Google to Implement Stricter Rules on Gambling Advertisements
Summary
Google Ads will introduce tougher certification requirements under its updated Gambling and Games policy, effective 23 March 2026. Advertisers in all gambling-related categories must demonstrate stronger policy compliance and a solid compliance history to be eligible for certification.
The update tightens eligibility rules: applicants must own the second-level domain of their website, show a genuine connection to gambling activity, and cannot use free hosting, third-party subdomains or operate multiple second-level domains for gambling advertising. Google will also scrutinise how gambling operations are hosted and structured, aiming to ensure adverts are run by legitimate operators and to reduce scams and misleading ads.
Key Points
- New certification rules take effect 23 March 2026 and apply across gambling-related categories on Google Ads.
- Advertisers must show a “healthy” policy record — past compliance, current adherence and ongoing commitment will be evaluated.
- Applicants must own the primary second-level domain; sites without a substantive gambling connection will be ineligible.
- Google prohibits use of free hosting, third-party subdomains and multiple second-level domains for gambling ads.
- The changes aim to reduce scammy or misleading gambling ads and align Google with tightening European advertising oversight.
Context and Relevance
The move looks designed to align Google with increasingly strict regional rules — especially across the EU and nearby jurisdictions such as the UK, Switzerland and Norway — and to protect users from fraudulent operators.
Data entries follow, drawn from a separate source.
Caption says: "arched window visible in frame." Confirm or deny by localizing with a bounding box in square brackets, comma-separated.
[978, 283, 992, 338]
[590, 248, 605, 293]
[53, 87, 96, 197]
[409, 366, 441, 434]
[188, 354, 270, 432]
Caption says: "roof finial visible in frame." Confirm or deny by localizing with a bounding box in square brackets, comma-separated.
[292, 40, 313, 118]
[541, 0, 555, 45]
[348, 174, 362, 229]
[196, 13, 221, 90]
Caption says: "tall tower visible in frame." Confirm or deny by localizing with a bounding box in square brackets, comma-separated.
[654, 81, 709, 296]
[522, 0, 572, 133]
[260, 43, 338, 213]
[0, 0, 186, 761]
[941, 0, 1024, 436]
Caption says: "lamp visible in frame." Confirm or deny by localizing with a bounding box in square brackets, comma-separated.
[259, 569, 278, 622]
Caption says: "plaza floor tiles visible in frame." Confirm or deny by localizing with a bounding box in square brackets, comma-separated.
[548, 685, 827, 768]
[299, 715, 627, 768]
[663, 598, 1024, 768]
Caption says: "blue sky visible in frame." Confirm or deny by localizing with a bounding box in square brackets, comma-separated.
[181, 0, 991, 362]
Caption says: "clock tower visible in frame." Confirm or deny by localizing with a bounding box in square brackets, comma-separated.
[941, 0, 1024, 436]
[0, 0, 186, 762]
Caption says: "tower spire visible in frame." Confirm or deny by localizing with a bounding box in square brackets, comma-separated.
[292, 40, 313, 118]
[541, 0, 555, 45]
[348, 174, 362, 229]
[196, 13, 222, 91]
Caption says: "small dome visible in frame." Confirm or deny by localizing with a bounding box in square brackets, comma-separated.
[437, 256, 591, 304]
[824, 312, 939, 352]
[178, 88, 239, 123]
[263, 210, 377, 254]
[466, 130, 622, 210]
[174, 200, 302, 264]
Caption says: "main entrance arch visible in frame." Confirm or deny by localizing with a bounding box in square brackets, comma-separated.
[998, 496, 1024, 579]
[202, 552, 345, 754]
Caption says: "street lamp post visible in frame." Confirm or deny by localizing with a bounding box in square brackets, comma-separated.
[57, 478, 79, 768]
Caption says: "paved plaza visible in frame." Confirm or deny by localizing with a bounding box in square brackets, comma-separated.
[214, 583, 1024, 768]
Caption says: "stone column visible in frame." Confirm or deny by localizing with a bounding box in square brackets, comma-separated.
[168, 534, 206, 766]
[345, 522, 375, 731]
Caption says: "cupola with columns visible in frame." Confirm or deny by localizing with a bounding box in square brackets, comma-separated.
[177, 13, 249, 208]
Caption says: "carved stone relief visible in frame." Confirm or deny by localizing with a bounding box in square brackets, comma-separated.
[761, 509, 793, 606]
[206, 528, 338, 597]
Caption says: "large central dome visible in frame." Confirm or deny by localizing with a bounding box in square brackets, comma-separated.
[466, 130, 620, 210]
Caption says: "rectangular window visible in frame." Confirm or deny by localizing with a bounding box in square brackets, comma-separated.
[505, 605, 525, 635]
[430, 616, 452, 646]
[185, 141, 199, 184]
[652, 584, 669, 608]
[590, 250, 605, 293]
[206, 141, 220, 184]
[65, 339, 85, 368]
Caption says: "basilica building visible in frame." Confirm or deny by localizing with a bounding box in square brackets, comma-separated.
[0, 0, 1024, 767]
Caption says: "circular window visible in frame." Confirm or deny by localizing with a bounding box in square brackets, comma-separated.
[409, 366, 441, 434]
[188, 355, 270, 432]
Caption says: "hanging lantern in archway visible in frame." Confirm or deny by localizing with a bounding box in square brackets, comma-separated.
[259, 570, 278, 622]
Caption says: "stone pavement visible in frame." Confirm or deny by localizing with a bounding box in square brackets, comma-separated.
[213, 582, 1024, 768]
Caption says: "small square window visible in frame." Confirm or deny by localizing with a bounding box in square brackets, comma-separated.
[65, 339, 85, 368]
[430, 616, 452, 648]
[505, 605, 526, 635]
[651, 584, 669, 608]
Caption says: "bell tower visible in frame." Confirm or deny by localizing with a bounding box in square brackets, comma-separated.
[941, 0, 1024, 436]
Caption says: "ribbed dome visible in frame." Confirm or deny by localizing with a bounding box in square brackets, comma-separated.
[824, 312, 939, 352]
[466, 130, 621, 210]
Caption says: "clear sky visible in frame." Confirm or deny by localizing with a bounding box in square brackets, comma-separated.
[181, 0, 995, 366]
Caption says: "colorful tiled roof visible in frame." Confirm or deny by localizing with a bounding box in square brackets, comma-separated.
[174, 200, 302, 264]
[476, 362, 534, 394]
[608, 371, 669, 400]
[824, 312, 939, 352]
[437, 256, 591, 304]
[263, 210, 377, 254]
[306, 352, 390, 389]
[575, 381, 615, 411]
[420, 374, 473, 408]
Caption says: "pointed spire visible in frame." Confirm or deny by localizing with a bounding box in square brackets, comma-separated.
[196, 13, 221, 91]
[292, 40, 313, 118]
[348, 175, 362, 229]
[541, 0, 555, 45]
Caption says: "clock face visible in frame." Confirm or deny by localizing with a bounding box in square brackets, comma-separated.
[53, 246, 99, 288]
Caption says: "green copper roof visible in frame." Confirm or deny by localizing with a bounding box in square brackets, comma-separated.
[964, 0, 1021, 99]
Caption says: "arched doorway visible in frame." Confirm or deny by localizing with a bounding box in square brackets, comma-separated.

For operators, affiliates and marketers this is a structural change: domain ownership and hosting setup could determine whether you can advertise at all.
Sites relying on subdomains, free platforms or holding multiple SLDs for marketing purposes will need to reassess technical set-up and compliance documentation now. Regulators across Europe have been ramping up scrutiny of gambling marketing, and Google appears to be tightening its rules to better fit those local regimes and to limit bad actors.
Why should I read this?
Short version: if you run gambling ads or work with gambling affiliates, this could hit your campaigns. Get your house in order — own your domain, lock down hosting, and tidy up your compliance record. If you don’t, Google may simply refuse your certification and your ads will stop running.
Author note (punchy): This isn’t a tweak — it’s a potential business-stopper. Read the detail, check licences and hosting now, or risk losing ad access come March.